Она поцеловала его и приоткрыла дверь. Коридор пуст. Боумен бесшумно выскользнул из комнаты. Кэтрин закрыла дверь, и он мгновение стоял неподвижно, привыкая к полумраку, потом двинулся к своей комнате и вдруг замер, услышав за спиной слабый шаркающий звук. Он обернулся — никого. Коридор абсолютно пуст, только у лестницы сгущались тени. Но запах? Боумен почувствовал сильный, резкий, мускусный, пугающий запах. Он вытащил из-за голенища сапога длинный тонкий кинжал. Холодная металлическая рукоятка привычно прикоснулась к ладони. Он никогда не уклонялся от дуэлей и ни одной еще не проиграл. Ему хотелось встретиться с убийцей Вильяма — тогда бы он насладился местью. Конечно, Боумен не любил Блекстоуна, но всегда восхищался им. Он осторожно шагнул вперед, держа кинжал в руке, но вдруг какое-то ужасное создание возникло прямо перед ним из мрака. Боумен успел лишь вскрикнуть, а потом была только боль. Боль и кровь…
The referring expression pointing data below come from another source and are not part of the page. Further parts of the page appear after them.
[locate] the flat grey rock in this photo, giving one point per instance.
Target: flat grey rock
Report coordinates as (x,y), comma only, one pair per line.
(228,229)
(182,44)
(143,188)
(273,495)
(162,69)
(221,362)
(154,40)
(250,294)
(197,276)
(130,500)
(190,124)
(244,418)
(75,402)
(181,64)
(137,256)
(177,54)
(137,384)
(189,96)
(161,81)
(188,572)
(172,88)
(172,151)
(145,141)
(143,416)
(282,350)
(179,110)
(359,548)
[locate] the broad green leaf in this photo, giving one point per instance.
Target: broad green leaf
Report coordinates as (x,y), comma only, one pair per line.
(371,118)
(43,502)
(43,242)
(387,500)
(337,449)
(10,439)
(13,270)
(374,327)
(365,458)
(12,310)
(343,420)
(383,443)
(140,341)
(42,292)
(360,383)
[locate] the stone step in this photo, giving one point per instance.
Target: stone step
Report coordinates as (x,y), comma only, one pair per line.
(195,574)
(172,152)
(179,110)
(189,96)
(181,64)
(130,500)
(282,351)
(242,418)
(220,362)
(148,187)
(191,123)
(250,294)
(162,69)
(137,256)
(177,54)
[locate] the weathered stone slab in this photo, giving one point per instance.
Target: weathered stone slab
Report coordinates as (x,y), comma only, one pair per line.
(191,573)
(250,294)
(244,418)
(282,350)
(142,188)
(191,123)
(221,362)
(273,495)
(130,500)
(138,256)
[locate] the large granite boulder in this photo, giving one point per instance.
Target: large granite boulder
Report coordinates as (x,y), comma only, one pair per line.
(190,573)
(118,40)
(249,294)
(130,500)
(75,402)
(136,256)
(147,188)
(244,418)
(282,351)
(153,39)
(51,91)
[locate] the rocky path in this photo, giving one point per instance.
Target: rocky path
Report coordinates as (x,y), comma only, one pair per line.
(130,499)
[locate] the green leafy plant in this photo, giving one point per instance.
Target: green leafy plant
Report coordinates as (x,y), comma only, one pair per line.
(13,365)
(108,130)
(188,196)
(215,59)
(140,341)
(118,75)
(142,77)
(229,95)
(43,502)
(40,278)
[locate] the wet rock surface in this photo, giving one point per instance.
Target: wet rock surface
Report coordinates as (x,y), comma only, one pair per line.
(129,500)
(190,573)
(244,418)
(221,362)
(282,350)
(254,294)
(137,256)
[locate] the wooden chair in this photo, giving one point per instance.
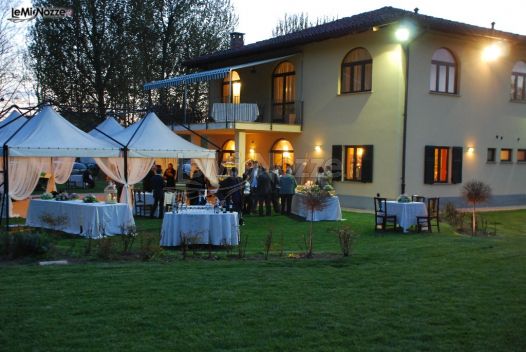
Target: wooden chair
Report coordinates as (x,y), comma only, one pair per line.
(415,198)
(381,219)
(433,211)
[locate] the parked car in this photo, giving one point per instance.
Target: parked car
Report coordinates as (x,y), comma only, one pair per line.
(78,169)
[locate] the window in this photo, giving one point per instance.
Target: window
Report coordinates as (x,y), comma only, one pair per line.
(358,163)
(283,91)
(518,81)
(441,171)
(505,155)
(282,154)
(232,83)
(491,155)
(357,71)
(442,165)
(443,74)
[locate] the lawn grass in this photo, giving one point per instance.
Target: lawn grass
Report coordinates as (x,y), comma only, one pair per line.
(398,292)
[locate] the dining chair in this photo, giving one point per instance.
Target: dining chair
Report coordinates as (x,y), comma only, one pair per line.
(381,217)
(433,214)
(417,198)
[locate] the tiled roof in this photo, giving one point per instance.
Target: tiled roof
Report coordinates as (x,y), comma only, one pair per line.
(350,25)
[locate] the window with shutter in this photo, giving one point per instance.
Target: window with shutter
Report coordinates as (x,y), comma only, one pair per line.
(336,163)
(456,164)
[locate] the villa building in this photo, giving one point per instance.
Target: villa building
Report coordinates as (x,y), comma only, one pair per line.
(395,101)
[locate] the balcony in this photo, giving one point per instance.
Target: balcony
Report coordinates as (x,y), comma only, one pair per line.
(286,117)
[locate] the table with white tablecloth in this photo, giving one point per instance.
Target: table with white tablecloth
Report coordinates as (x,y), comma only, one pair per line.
(406,213)
(331,211)
(200,226)
(79,218)
(222,112)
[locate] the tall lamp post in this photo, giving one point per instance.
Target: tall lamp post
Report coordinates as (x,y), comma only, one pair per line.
(403,35)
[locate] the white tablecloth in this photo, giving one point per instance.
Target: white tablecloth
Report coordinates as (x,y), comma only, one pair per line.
(222,112)
(406,213)
(332,211)
(200,227)
(85,219)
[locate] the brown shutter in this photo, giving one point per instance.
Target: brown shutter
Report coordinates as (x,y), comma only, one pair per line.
(456,165)
(336,163)
(429,165)
(367,164)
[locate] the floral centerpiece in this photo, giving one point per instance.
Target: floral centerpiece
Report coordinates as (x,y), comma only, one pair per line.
(403,199)
(46,196)
(66,196)
(90,198)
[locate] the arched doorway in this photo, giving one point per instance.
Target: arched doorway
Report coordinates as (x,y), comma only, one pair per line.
(228,151)
(282,154)
(232,84)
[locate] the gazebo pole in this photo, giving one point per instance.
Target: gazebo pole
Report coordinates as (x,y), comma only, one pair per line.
(6,185)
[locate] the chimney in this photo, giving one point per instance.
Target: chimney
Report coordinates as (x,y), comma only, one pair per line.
(236,40)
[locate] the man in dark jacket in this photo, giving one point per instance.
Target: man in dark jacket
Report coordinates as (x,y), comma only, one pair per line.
(263,191)
(157,183)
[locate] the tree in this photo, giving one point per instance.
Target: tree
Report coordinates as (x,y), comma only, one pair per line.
(296,22)
(475,192)
(101,57)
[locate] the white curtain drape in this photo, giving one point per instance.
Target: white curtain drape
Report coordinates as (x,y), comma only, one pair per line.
(60,170)
(23,177)
(209,169)
(114,168)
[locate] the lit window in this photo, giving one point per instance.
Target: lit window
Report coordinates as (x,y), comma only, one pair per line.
(232,83)
(491,155)
(357,71)
(440,174)
(283,91)
(518,81)
(505,155)
(443,74)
Хок сидел в кресле, когда сверху раздался и мгновенно оборвался страшный крик. Вскочив, он схватил топор и бросился через гостиную. Фишер следовала за ним с мечом в руке. Они поднялись по лестнице. Вначале кричал мужчина, а теперь раздавался женский плач. Хок, перескакивая через две ступеньки, вбежал в коридор.
На полу, скорчившись, лежал Эдвард Боумен, глаза его были широко раскрыты, одежда забрызгана кровью, которая растекалась по ковру. Кэтрин Блекстоун склонилась над телом и громко рыдала, прижимая руки к лицу. Фишер обняла ее за плечи и осторожно отвела в сторону. Кэтрин сначала сопротивлялась, а потом силы оставили ее, она привалилась к стене, слезы медленно катились по щекам. В коридоре появились остальные гости. Полуодетые и растрепанные, они пытались узнать, что произошло. Хок осмотрел валявшийся рядом с убитым кинжал, и, не обнаружив на лезвии следов крови, понял, что нападение оказалось настолько неожиданным, что у Боумена не было возможности сопротивляться, а поэтому не оставалось и никаких шансов на спасение. Шея убитого красноречиво доказывала, что убийца не церемонился.